His work deals with themes such as Mass concentration, Thermal diffusivity, Ball, Component and Space, which intersect with Bounded function. His research integrates issues of Singularity, Monotonic function, Smoluchowski coagulation equation and Integrable system in his study of Algebraic number. His Compact space research integrates issues from Initial value problem and Second moment of area.

This overview was generated by a machine learning system which analysed the scientist’s body of work. If you have any feedback, you can contact us here.

Derivation of hyperbolic models for chemosensitive movement

Francis Filbet;Philippe Laurençot;Benoît Perthame.

Journal of Mathematical Biology **(2005)**

224 Citations

Numerical Simulation of the Smoluchowski Coagulation Equation

Francis Filbet;Philippe Laurençot.

SIAM Journal on Scientific Computing **(2004)**

197 Citations

Critical mass for a Patlak–Keller–Segel model with degenerate diffusion in higher dimensions

Adrien Blanchet;José Antonio Carrillo;Philippe Laurençot.

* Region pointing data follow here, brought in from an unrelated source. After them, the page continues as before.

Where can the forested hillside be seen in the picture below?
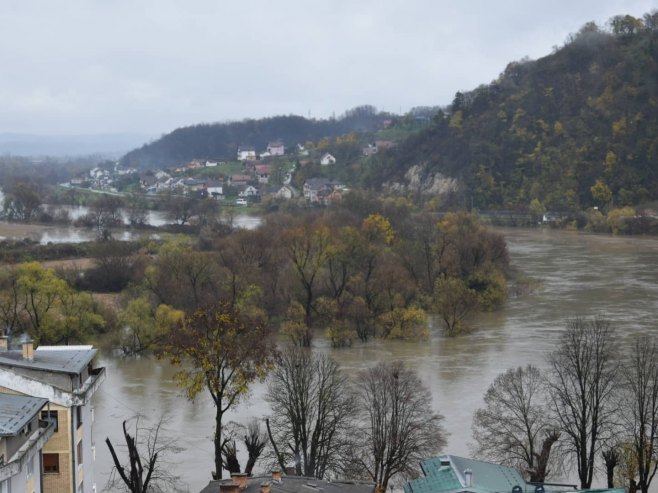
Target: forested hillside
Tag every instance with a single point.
(574, 129)
(221, 140)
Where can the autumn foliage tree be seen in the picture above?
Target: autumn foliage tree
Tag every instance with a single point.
(218, 349)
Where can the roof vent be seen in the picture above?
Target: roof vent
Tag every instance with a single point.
(28, 350)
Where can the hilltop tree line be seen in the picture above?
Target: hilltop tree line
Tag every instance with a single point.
(572, 130)
(592, 407)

Calculus of Variations and Partial Differential Equations **(2009)**

194 Citations

Existence of Self-Similar Solutions to Smoluchowski’s Coagulation Equation

Nicolas Fournier;Philippe Laurençot.

Communications in Mathematical Physics **(2005)**

157 Citations

The 8π-problem for radially symmetric solutions of a chemotaxis model in the plane

Piotr Biler;Grzegorz Karch;Philippe Laurençot;Tadeusz Nadzieja.

Mathematical Methods in The Applied Sciences **(2006)**

139 Citations

From the discrete to the continuous coagulation–fragmentation equations

Philippe Laurençot;Stéphane Mischler.

Proceedings of The Royal Society A: Mathematical, Physical and Engineering Sciences **(2002)**

137 Citations

Finite time blow-up for a one-dimensional quasilinear parabolic–parabolic chemotaxis system

Tomasz Cieślak;Philippe Laurençot.

Annales De L Institut Henri Poincare-analyse Non Lineaire **(2010)**

131 Citations

On a Class of Continuous Coagulation-Fragmentation Equations

Philippe Laurençot.

Journal of Differential Equations **(2000)**

122 Citations

On coalescence equations and related models

Philippe Laurençot;Stéphane Mischler.

**(2004)**

118 Citations

The Continuous Coagulation-Fragmentation¶Equations with Diffusion

Philippe Laurençot;Stéphane Mischler.

Archive for Rational Mechanics and Analysis **(2002)**

110 Citations

If you think any of the details on this page are incorrect, let us know.

Contact us

We appreciate your kind effort to assist us to improve this page, it would be helpful providing us with as much detail as possible in the text box below:

University of Hannover

University of Pavia

Paris Dauphine University

University of Oxford

Czech Academy of Sciences

Sorbonne University

Autonomous University of Madrid

François Rabelais University

Paris 13 University

University of Bonn

IBM (United States)

University of Portsmouth

Chinese Academy of Sciences

Government College University, Lahore

National Academy of Sciences of Ukraine

Kyoto University

Institute for Advanced Studies in Basic Sciences

University of Missouri

Lawrence Berkeley National Laboratory

University College Dublin

Agricultural Research Service

Indiana University

University of Nottingham

Leiden University Medical Center

Federal University of Sao Paulo

Université Paris Cité

Something went wrong. Please try again later.